There are two lines of reasoning when it comes to major disasters. One states that, when the chips are down, humans will revert to behaving like animals and survival of the fittest will morph into survival of the strongest. (Strongest are not always the fittest. Not when it comes to humans.) Basically, we get the world where Mad Max exists and law and order have disappeared and get replaced with brute force and odd alliances.
The other line of reasoning is one where we all stick together to try to get over the disaster and make the best of it. The line of command in civil and military authority is preserved, and we all pull together to help each other get by. There is no looting, no price gouging, no roving gangs trying to assert their authority. In short, we get the Star Trek scenario where something like WW3 makes us ban war and come to our collective senses.
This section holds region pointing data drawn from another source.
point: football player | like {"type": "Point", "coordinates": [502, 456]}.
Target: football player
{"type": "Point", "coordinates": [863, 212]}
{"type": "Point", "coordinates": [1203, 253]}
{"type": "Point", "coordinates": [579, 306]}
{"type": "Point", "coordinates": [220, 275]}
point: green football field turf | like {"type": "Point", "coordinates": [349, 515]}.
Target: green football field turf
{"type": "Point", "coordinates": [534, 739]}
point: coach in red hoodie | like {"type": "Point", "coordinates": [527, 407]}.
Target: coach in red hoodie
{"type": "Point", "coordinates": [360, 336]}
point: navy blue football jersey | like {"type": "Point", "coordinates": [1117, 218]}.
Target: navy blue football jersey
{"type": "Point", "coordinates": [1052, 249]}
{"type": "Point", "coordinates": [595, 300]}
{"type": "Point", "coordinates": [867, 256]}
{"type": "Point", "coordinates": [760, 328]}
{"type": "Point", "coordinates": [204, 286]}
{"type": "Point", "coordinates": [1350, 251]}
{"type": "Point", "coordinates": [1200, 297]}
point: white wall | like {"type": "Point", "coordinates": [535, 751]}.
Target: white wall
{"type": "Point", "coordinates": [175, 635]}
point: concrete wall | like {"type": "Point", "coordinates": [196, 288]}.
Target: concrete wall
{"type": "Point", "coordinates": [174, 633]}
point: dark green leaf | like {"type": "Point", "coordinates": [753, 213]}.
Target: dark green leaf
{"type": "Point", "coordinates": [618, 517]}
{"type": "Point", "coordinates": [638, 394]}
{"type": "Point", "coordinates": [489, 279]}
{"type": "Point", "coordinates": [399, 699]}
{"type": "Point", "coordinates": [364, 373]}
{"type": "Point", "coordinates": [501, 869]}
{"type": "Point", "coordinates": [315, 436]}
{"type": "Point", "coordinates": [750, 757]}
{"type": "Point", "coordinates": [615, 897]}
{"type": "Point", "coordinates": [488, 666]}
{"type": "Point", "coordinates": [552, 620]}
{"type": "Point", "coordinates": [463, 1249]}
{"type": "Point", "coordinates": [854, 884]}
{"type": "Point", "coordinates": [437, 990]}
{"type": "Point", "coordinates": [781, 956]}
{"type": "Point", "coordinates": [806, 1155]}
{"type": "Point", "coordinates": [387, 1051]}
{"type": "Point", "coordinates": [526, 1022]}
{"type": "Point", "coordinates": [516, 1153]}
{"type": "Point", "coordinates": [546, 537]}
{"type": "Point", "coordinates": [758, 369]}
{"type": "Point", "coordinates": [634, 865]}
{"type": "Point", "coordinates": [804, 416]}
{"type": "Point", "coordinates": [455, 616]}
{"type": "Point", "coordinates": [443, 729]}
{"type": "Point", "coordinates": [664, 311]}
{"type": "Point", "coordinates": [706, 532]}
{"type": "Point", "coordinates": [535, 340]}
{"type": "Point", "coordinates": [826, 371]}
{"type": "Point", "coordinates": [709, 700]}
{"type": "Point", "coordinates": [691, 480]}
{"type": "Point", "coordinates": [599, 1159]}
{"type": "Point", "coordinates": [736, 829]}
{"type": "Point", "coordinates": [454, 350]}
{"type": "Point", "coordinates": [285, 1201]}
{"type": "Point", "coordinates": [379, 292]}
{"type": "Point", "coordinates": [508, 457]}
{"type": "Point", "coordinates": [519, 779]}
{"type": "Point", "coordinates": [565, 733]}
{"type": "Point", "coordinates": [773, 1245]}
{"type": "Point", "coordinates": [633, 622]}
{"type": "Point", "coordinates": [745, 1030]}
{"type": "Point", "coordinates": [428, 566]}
But let’s not talk about fiction. Let’s talk about real situations. On September 11, 2001, terrorist attacks brought down two enormous office buildings in New York City, collapsed part of the Pentagon just outside Washington, DC, and brought down a plane in Pennsylvania. The Federal Aviation Administration ordered an immediate grounding of all flights over the United States and parts of Canada and Mexico. Communities with airports had to suddenly deal with a mass of passengers that landed and another mass that couldn’t leave. Yet we didn’t hear of any kinds of riots at airports. We all kind of knew that there was something going on that was more important than us getting somewhere on a schedule.
In New York City, all available first responders headed to the site of the World Trace Center towers to try and help survivors of the collapses. This included policemen and, eventually, national guardsmen. And yet crime in the city actually declined despite the fact that most of the police departments were involved in the rescue efforts. Well, either it truly declined or the victims of the crimes didn’t deem it necessary (or just plain couldn’t) report the crimes in light of what was going on. All in all, during the attacks of September 11, we all stuck together.
Yet the attacks were not a disaster in that basic infrastructure was kept intact. The chain of command in civil and military authority was not broken. Hospitals were open for business, electricity flowed freely, and the confusion and commotion was limited to only those places where planes went down. For an example where everything collapsed, let’s look at Hurricane Katrina in New Orleans.
Now, that was a mess. Even with days of advance notice, very few people of New Orleans heeded the advice to evacuate. Few, relatively speaking. There were still enough people who tried to leave and ended up jamming the highways and roads leading out of the city. In my opinion, the leadership of the city made a big mistake in having people cram into the football stadium as well. You just can’t put that many people in an enclosed space like that without supplies and without authorities to manage the situation. But that’s neither here or there.
We all saw what happened. The water levels rose and inundated neighborhoods. Those who stayed had a collapse of infrastructure seen only before in places outside of the United States. There was looting. There were people in mortal danger not only from the storm but from each other. It was utter chaos. The kicker was that the government at all three levels failed to be prepared and respond appropriately, even with days of warning of the impending disaster.
So what’s going to happen next time the chips are down? Because there will be a next time.
I write this because this is where “The Poxes” is heading. There is an impending disaster coming to that universe because of the events in the first two chapters. Our hero will find himself in a losing fight against not only the interests of the anti-vaccine people who are pushing to do away with all vaccines, but there are other forces at play in his town. And so, I intend to analyze what happens when the chips are down. Who will step up to the fight?